Step Scans: The Effect of Step Size
This 3D graph below shows the "five fingers" region of quartz between 67° 2θ and 69° 2θ using a 1° divergence aperture. The scans were taken with a 1 second dwell time in step scan mode. In step scan mode the goniometer moves by discrete angular steps, Δ2θ, but then stops and acquires data for the length of the dwell time. Then the goniometer steps another Δ2θ, acquires for the dwell time, and so on. The five finger region includes the quartz (212), (203) and (301) peaks and is in a range of 2θ that the Kα1-Kα2 doublet is resolvable. It is called the "five finger" region because the Kα2 (203) peak overlaps with the Kα1 (301) peak producing five instead of six peaks from three doublets. The effect of step size, Δ2θ, was studied. The step sizes in the graph above are: 0.200° (front), 0.150°, 0.100°, 0.050°, 0.020°, 0.004° and 0.002° (back). In the case of continuous scans, the diffracted data is integrated over an angular range of 2θ. In the case ofcontinuous scans, this integrated angular range is a function of step size, Δ2θ as the goniometer is continuously slewing at a constant angular velocity, and thus the intensity of the peaks is step-size dependent. In the case of step scans, the intensities are not step size dependent and are entirely determined by the dwell time. As such, the step size determines only the granularity of the data. While the diffraction patterns in the 3D graph above have different number of points-- all those points have the same intensity.

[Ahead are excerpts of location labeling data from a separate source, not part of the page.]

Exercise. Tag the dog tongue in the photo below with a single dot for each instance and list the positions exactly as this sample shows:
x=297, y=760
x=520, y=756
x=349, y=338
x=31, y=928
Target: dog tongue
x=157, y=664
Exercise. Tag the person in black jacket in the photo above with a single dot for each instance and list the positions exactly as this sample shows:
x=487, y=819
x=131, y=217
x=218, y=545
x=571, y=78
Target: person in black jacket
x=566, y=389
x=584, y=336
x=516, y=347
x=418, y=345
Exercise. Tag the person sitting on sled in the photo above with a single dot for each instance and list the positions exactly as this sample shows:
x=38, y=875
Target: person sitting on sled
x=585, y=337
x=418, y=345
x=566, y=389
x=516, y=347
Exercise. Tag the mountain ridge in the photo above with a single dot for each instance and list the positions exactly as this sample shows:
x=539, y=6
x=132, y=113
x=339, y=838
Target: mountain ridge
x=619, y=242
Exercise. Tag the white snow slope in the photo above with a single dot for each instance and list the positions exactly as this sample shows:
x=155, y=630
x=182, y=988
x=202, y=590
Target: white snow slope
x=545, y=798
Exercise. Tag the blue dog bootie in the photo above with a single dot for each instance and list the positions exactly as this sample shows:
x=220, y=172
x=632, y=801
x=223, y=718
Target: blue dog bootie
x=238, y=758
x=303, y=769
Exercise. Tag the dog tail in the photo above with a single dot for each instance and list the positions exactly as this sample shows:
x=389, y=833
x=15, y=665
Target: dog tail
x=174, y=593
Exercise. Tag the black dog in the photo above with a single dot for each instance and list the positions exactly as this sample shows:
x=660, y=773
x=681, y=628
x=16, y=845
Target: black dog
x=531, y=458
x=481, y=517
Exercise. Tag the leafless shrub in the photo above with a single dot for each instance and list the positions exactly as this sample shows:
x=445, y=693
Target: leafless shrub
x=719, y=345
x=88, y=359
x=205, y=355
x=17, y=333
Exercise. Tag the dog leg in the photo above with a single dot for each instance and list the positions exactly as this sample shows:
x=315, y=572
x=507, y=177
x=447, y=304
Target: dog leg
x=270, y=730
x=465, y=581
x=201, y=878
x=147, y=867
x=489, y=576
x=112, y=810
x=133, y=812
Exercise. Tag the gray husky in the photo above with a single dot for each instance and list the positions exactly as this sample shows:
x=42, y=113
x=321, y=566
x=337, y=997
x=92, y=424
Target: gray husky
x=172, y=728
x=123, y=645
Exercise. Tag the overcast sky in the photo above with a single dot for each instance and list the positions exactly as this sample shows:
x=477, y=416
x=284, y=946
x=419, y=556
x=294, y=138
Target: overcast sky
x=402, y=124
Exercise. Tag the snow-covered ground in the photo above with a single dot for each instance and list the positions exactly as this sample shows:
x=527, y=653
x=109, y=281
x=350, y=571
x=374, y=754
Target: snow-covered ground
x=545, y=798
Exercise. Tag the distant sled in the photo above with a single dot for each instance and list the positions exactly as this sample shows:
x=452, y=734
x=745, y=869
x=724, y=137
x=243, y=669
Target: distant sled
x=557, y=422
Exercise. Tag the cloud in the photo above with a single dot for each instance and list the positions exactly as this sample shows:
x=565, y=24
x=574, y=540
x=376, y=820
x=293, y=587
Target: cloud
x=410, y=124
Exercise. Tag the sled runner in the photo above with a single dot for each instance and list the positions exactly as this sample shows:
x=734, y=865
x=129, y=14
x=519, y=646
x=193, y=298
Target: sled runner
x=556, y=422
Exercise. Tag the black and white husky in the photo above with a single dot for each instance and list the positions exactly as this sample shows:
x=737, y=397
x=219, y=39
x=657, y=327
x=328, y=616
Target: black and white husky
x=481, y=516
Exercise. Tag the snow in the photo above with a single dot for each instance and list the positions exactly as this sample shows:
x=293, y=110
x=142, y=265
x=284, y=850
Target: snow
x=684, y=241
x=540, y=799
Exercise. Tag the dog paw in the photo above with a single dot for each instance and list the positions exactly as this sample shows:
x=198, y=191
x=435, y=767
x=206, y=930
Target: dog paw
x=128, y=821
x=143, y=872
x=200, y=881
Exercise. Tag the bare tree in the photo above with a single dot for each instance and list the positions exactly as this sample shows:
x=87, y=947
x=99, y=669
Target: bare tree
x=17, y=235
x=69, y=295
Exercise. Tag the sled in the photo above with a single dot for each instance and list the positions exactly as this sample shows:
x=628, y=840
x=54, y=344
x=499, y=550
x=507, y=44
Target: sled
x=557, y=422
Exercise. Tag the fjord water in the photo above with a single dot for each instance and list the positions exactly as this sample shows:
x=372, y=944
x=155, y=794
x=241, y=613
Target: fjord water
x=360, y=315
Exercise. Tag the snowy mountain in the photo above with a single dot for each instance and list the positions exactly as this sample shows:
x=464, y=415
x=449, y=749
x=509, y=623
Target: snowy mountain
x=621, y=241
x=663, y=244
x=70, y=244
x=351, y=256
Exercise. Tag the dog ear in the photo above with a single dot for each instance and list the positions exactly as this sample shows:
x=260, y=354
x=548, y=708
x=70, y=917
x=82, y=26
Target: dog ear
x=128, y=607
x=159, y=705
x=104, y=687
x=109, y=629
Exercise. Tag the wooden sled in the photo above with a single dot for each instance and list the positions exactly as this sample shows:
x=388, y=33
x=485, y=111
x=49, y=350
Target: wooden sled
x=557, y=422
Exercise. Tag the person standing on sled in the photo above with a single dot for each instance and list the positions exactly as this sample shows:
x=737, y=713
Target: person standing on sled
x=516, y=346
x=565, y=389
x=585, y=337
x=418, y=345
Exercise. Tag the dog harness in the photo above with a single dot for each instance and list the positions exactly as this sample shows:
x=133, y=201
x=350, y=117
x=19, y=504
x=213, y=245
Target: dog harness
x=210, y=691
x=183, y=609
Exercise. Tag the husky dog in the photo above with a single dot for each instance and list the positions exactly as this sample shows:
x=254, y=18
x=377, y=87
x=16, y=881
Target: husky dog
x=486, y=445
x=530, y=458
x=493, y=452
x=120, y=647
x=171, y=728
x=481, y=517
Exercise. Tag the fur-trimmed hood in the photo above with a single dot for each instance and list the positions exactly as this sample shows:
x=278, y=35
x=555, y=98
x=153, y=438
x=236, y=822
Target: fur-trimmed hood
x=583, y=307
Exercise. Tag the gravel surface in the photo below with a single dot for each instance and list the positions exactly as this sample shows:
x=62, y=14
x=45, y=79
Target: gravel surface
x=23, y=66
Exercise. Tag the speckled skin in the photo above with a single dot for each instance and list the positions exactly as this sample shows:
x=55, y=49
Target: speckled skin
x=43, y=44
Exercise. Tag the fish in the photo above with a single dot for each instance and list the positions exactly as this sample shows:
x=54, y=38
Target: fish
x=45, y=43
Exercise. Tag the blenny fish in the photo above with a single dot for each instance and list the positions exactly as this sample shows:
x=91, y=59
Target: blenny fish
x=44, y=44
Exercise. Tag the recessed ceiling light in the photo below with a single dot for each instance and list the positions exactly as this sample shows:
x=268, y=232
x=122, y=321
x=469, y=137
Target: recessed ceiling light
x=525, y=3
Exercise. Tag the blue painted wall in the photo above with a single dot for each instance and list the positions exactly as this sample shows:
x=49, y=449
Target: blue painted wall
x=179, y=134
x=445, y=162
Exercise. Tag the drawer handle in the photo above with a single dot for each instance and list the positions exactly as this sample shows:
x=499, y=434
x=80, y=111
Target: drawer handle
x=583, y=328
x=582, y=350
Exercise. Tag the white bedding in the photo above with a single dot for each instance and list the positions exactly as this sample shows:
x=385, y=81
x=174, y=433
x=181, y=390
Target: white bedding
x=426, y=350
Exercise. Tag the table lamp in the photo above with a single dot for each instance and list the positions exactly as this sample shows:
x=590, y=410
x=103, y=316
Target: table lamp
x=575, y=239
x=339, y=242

In the case of continuous scans, the step size, Δ2θ, has no effect on the scan time as it is determined by the total angular range and the slew rate in °/min. In the case of step scans, each step takes requires some "travel time" to accelerate and decelerate to the acquisition position as well as the dwell time, and thus scan time in step mode is step size dependent. As in the study of continuous scans, the larger step sizes prevent even the identification of all of the peak positions, while below a step size of 0.100° there is only a minor effect on the resolution of peak positions and FWHM's. However, since extra steps cost extra time in step scan mode, a step size, Δ2θ, that is appropriate for the diffracted peak widths desirable as it saves time. For example, in the case of the 0.002° Δ2θ scan above, the position of the quartz (212) peak was found to be 2θ = 67.702 ± 0.001°, while the 0.020° Δ2θ scan yielded 67.699 ± 0.003°. That is not much of a change in measured certainty for a 8X increase in acquisition time.